NOTE: If you didn't set the ``OPENAI_API_KEY`` environment variable, you will get an error here.

In [8]:
def format_redis_conn_from_env(using_ssl=False):
    start = "rediss://" if using_ssl else "redis://"
    # if using RBAC
    password = os.getenv("REDIS_PASSWORD", None)
    username = os.getenv("REDIS_USERNAME", "default")
    if password != None:
        start += f"{username}:{password}@"

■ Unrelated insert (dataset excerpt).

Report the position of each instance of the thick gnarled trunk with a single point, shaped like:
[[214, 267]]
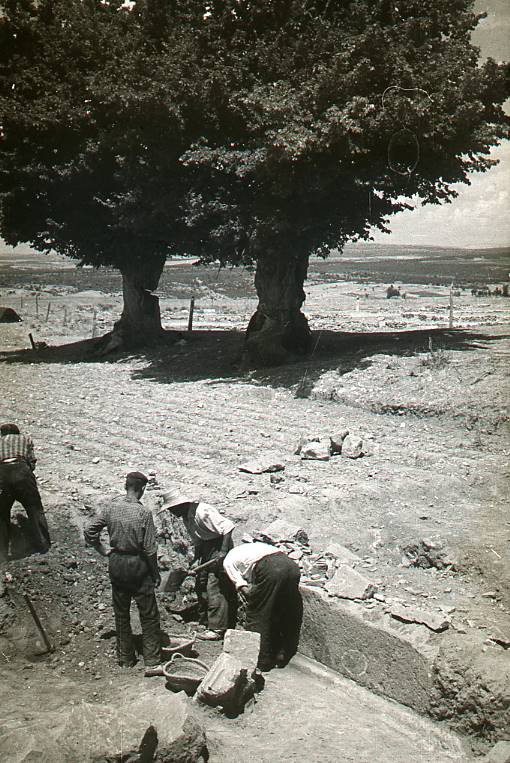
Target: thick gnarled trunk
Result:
[[278, 330], [140, 322]]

    return start + f"{os.getenv('REDIS_HOST')}:{os.getenv('REDIS_PORT')}"

# make using_ssl=True to use SSL with ACRE
redis_url = format_redis_conn_from_env(using_ssl=False)
print(f"Using Redis address: {redis_url}")


Using Redis address: redis://default:@redis:6379


In [9]:
# Create VectorStore
vector_store = RedisVectorStore(
    index_name="chevy_docs",
    index_prefix="blog",
    redis_url=redis_url,
    overwrite=True
)

# access the underlying client in the RedisVectorStore implementation to ping the redis instance
vector_store.client.ping()

True

In [10]:
storage_context = StorageContext.from_defaults(vector_store=vector_store)
index = GPTVectorStoreIndex.from_documents(
    documents,
    storage_context=storage_context,
    service_context=service_context
)

INFO:llama_index.vector_stores.redis:Deleting index chevy_docs
Deleting index chevy_docs
INFO:llama_index.vector_stores.redis:Creating index chevy_docs
Creating index chevy_docs
INFO:llama_index.vector_stores.redis:Added 27 documents to index chevy_docs
Added 27 documents to index chevy_docs


## Test the RAG pipeline!

Now that we have our document stored in the index, we can ask questions against the index. The index will use the data stored in itself as the knowledge base for the LLM.

In [11]:
query_engine = index.as_query_engine()
response = query_engine.query("What types of variants are available for the Chevrolet Colorado?")
print("\n", textwrap.fill(str(response), 100))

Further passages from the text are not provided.